Mir wurde klar, dass egal, für wie wichtig ich es hielt, über Stress zu sprechen, die Art und Weise, wie ich darüber sprach, vielleicht nicht hilfreich war. Alles, was ich je zum Thema Stressmanagement gelernt hatte, beruhte auf der Annahme, dass Stress gefährlich ist und die Menschen darüber informiert werden müssen. Sobald sie das verstanden hätten, würden sie ihn reduzieren und dadurch gesünder und glücklicher werden. Doch inzwischen war ich mir da gar nicht mehr so sicher.

Aus Neugier, wie die persönliche Einstellung zu Stress seine Wirkung beeinflusst, machte ich mich auf die Suche nach mehr Belegen. Ich fragte mich, ob unser Denken über Stress wirklich eine Rolle spielte, und welche Alternativen sich boten, wenn es tatsächlich schädlich sein sollte, Stress als schädlich zu betrachten. Hatte Stress vielleicht doch etwas Gutes, das es sich anzunehmen lohnte?

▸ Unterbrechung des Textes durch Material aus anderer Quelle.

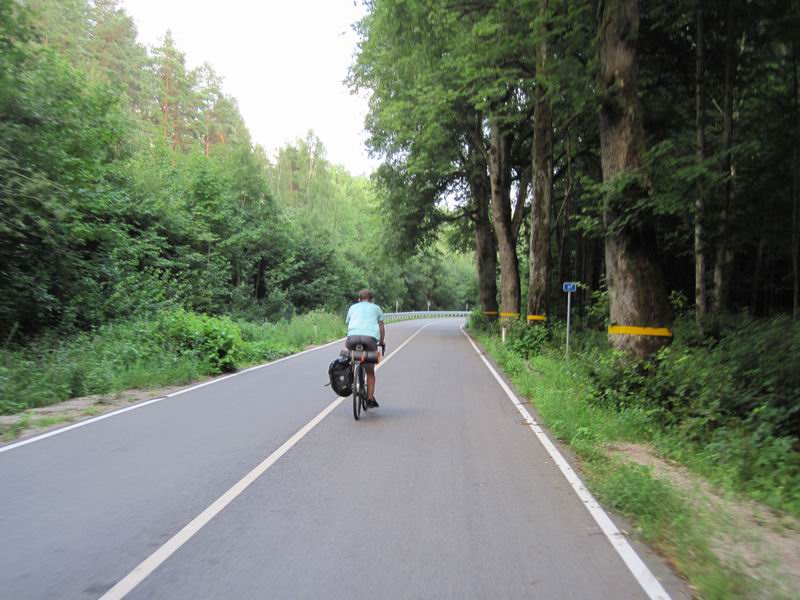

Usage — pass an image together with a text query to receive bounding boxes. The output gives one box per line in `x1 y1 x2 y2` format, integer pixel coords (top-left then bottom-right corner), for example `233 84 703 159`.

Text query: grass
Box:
471 330 753 599
0 311 345 414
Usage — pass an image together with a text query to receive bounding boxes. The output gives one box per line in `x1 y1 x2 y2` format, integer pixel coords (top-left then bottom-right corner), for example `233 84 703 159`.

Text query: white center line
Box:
100 323 433 600
461 325 670 600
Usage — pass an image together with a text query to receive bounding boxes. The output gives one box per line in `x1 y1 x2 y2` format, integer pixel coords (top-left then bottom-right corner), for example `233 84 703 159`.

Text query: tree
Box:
528 0 552 323
599 0 671 357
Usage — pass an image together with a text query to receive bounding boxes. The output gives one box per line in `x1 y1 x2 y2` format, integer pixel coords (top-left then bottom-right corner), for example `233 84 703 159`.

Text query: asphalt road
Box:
0 319 688 600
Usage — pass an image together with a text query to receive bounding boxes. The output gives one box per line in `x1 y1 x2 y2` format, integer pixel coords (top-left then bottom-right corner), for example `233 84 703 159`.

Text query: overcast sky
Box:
124 0 377 175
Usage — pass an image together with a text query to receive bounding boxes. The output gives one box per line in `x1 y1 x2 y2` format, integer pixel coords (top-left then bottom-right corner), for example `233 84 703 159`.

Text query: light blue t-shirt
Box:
345 301 383 340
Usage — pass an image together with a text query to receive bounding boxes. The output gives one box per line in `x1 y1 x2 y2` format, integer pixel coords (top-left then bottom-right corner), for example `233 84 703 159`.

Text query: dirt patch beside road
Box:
608 443 800 598
0 386 185 446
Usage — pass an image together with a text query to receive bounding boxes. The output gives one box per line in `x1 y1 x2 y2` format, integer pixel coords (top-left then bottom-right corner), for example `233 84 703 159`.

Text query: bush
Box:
505 319 550 358
157 309 242 374
468 308 497 331
583 315 800 511
0 309 344 414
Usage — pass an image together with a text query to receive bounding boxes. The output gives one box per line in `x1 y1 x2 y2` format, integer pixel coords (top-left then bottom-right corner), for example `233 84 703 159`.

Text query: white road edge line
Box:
0 338 344 453
460 325 670 600
0 316 424 454
100 323 434 600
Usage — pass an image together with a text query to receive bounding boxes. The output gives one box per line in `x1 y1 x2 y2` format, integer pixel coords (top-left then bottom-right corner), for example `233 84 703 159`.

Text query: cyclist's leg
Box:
364 364 375 400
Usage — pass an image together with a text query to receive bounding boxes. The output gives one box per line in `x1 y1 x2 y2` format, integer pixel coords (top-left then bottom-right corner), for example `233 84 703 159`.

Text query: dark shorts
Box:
344 335 378 352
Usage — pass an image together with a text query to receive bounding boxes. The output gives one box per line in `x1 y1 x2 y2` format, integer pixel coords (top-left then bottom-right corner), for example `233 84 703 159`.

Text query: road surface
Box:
0 319 686 600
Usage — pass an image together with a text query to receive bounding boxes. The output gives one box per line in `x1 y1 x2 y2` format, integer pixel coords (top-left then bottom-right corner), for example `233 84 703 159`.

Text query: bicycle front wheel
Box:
353 364 362 421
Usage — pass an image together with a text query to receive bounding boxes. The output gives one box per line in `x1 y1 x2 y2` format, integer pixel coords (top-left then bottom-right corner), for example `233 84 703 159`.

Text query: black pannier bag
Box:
328 356 353 396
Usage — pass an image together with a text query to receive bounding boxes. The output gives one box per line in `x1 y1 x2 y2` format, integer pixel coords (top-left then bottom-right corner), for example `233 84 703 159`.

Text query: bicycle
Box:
340 344 386 421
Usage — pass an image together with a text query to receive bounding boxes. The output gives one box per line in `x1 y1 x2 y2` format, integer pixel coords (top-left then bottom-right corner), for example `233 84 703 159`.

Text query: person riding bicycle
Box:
345 290 386 408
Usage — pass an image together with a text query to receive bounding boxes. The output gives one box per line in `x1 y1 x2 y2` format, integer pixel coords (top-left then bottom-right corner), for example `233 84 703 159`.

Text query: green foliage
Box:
156 309 242 373
482 315 800 513
506 319 550 358
0 309 345 414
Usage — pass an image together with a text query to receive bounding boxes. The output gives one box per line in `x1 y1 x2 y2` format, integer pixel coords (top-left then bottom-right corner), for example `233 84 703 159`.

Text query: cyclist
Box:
345 290 386 408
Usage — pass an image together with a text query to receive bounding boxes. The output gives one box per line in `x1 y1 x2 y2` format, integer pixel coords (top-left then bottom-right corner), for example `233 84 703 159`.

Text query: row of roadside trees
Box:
350 0 800 357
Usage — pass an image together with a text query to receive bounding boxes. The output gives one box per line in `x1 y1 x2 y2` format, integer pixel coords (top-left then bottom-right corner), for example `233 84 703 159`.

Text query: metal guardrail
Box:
383 310 469 323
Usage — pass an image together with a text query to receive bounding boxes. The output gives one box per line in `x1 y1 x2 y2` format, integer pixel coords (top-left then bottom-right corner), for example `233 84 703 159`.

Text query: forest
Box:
350 0 800 346
348 0 800 536
0 0 477 414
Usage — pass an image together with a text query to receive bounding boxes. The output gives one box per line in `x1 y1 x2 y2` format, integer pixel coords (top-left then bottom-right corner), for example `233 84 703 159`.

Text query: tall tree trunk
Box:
466 146 497 316
792 41 800 319
488 120 520 318
712 1 736 319
694 0 708 332
528 0 553 323
750 218 767 315
600 0 671 358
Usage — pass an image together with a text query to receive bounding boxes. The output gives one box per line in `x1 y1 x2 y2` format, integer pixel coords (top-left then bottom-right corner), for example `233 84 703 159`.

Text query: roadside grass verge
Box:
470 328 780 599
0 310 345 418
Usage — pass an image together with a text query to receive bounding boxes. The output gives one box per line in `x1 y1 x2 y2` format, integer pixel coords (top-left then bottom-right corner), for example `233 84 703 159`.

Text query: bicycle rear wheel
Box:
353 363 362 421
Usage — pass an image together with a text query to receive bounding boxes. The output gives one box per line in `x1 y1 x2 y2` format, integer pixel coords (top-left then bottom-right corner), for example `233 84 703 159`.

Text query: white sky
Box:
123 0 378 175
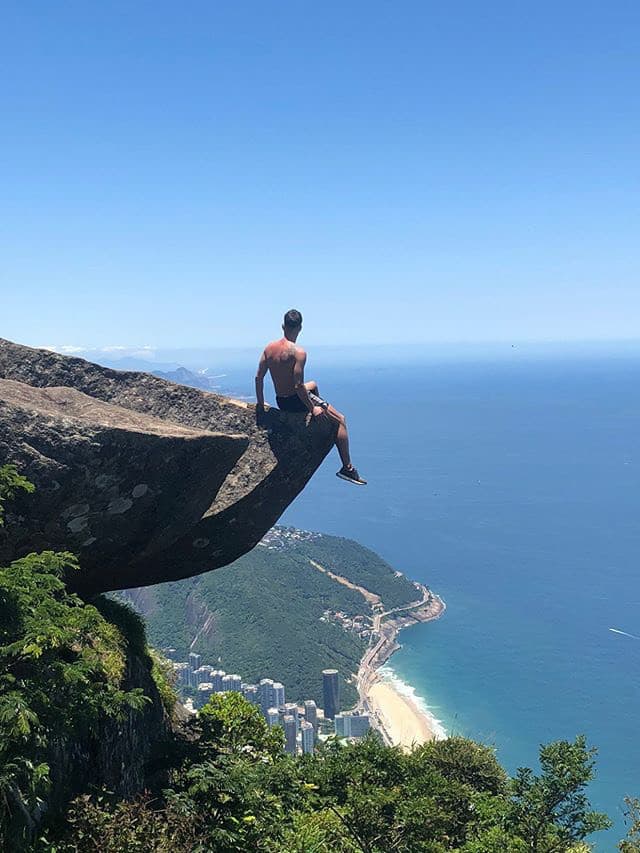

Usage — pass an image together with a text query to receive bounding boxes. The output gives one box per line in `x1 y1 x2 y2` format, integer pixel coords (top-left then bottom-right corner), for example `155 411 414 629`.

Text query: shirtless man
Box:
256 308 367 486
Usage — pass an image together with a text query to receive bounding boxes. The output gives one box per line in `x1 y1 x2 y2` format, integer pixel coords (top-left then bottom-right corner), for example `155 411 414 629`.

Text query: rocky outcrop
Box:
0 339 335 595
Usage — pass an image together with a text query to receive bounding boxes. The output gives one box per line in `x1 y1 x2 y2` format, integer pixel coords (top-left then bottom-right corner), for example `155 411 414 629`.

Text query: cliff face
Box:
47 652 174 814
0 339 335 595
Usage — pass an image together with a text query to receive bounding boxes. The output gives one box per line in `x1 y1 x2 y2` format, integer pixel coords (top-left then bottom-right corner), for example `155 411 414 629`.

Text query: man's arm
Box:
293 349 324 415
256 352 267 409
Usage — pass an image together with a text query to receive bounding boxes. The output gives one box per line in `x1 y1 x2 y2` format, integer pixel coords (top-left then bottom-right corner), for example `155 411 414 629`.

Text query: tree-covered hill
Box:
121 528 419 707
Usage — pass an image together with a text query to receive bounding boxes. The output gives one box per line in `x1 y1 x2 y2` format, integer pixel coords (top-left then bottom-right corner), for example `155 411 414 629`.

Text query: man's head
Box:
282 308 302 335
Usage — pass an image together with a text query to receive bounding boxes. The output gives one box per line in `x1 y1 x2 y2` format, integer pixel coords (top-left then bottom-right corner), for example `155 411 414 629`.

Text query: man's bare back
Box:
256 309 366 486
264 338 306 397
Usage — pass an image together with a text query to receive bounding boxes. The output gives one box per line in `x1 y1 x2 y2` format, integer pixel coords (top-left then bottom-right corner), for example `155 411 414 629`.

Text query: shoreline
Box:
357 583 447 750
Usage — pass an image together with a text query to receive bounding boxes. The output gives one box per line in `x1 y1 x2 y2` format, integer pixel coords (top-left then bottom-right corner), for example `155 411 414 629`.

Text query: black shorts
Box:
276 393 329 414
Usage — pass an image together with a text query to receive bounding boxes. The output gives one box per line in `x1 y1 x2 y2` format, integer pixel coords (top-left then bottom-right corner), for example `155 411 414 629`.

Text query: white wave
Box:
609 628 640 640
378 666 447 740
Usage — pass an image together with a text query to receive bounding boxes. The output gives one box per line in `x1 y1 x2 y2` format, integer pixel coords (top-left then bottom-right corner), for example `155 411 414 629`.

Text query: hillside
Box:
124 528 418 707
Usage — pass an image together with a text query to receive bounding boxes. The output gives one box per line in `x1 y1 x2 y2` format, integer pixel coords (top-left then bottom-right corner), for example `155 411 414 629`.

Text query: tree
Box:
508 736 611 853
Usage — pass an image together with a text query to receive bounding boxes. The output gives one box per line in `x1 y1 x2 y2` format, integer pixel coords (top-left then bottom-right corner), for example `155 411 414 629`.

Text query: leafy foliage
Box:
0 465 35 527
286 534 420 609
510 736 611 853
122 548 370 707
51 693 616 853
0 476 151 849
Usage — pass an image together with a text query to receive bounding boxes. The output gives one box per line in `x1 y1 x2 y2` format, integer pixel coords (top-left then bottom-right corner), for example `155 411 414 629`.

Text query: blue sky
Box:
0 0 640 348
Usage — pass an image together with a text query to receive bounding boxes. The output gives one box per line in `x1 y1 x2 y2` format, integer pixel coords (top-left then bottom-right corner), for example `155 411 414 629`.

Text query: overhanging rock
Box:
0 339 335 595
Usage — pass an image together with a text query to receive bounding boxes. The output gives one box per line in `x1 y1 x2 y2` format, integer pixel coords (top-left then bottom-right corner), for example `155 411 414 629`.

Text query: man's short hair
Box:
284 308 302 329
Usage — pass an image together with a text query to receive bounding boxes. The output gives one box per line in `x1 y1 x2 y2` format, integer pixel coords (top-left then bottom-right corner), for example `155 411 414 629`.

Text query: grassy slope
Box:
122 536 416 707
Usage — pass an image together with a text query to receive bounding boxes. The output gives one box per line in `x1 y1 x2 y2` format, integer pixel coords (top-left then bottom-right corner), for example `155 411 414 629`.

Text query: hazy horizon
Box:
0 0 640 348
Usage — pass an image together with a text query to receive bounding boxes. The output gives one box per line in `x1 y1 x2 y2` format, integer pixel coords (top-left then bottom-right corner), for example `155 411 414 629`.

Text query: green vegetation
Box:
0 465 34 526
55 694 608 853
122 547 382 706
291 534 420 610
0 466 164 850
0 468 640 853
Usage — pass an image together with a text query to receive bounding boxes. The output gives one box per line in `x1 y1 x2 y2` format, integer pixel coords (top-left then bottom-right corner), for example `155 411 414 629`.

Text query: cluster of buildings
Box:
320 610 372 640
164 649 371 755
258 527 322 551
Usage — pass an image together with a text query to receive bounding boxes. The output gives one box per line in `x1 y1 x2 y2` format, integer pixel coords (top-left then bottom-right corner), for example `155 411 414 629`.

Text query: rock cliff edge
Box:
0 339 335 596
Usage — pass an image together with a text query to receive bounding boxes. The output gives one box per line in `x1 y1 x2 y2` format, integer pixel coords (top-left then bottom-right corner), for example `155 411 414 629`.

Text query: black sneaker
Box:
336 465 367 486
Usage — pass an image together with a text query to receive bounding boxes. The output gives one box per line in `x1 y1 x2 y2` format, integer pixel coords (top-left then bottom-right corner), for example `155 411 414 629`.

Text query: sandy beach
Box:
368 679 442 749
358 584 445 749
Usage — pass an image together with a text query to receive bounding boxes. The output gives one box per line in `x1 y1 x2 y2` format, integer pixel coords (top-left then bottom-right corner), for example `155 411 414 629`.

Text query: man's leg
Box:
328 404 351 468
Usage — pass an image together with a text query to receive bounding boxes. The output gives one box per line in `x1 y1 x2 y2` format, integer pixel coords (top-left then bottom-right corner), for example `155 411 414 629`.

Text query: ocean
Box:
218 356 640 851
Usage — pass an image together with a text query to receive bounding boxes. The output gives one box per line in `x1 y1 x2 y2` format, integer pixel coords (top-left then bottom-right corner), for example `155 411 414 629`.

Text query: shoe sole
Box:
336 472 367 486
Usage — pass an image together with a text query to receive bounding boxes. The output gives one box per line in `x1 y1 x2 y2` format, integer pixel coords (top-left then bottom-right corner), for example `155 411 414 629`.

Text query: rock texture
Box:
0 339 335 595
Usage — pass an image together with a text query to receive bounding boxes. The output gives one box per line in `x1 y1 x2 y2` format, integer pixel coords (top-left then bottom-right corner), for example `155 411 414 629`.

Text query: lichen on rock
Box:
0 339 335 595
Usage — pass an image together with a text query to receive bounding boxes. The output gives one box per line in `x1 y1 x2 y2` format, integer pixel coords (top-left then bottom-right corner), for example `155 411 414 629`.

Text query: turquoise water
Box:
262 359 640 850
219 359 640 851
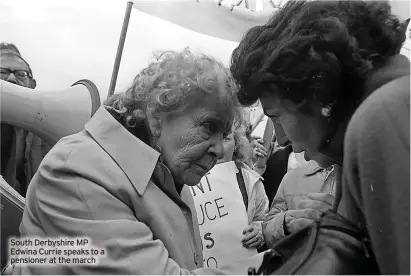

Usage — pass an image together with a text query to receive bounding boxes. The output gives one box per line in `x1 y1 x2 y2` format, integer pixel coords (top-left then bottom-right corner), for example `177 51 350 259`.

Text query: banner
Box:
133 0 277 42
190 161 257 272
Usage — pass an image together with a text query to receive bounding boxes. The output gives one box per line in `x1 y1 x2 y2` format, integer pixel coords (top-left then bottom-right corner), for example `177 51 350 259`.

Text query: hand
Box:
284 209 322 233
297 193 335 212
241 224 264 248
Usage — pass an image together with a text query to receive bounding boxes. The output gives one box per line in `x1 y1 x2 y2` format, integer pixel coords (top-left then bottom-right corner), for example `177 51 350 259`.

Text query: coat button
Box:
194 253 200 265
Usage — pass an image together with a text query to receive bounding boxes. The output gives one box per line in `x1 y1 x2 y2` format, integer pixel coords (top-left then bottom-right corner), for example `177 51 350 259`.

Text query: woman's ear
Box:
30 79 37 89
146 107 161 143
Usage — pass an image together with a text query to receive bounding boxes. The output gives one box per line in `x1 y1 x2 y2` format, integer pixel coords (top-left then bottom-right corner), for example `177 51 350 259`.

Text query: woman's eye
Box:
203 123 217 133
270 116 278 123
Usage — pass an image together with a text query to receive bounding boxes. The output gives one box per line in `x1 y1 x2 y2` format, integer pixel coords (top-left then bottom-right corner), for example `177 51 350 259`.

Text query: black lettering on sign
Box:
190 172 211 196
214 197 228 218
206 257 218 268
204 201 217 220
204 233 214 249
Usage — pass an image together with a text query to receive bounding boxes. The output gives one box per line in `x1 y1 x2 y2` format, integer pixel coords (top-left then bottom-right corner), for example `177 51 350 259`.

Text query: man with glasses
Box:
0 42 50 196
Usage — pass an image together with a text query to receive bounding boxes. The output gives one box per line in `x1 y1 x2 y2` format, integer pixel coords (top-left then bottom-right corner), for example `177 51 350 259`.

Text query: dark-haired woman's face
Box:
260 92 327 165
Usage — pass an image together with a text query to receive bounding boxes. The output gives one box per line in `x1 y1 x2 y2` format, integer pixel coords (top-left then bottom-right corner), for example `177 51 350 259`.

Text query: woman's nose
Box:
6 72 18 84
208 137 224 160
273 121 291 147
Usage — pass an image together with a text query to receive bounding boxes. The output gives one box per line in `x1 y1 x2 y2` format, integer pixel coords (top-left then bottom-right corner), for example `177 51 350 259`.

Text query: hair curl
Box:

Während ich über nicht enden wollenden Studien und Erhebungen der letzten dreißig Jahre brütete, bemühte ich mich, die Daten völlig unparteiisch zu betrachten. So fand ich Beweise für einige der schädlichen Nebenwirkungen, die wir alle fürchten, aber auch für kaum wahrgenommene Vorteile. Ich befasste mich mit der Geschichte des Stresses und was Psychologie und Medizin dazu gebracht hatte, ihn als Gift einzustufen. Außerdem sprach ich mit Wissenschaftlern einer neuen Generation von Stressforschern, die mit ihren Arbeiten unser Verständnis von Stress reformieren, indem sie das Gute an ihm beleuchten. Und alles, was ich in dieser Zeit lernte, veränderte mein Denken nachhaltig.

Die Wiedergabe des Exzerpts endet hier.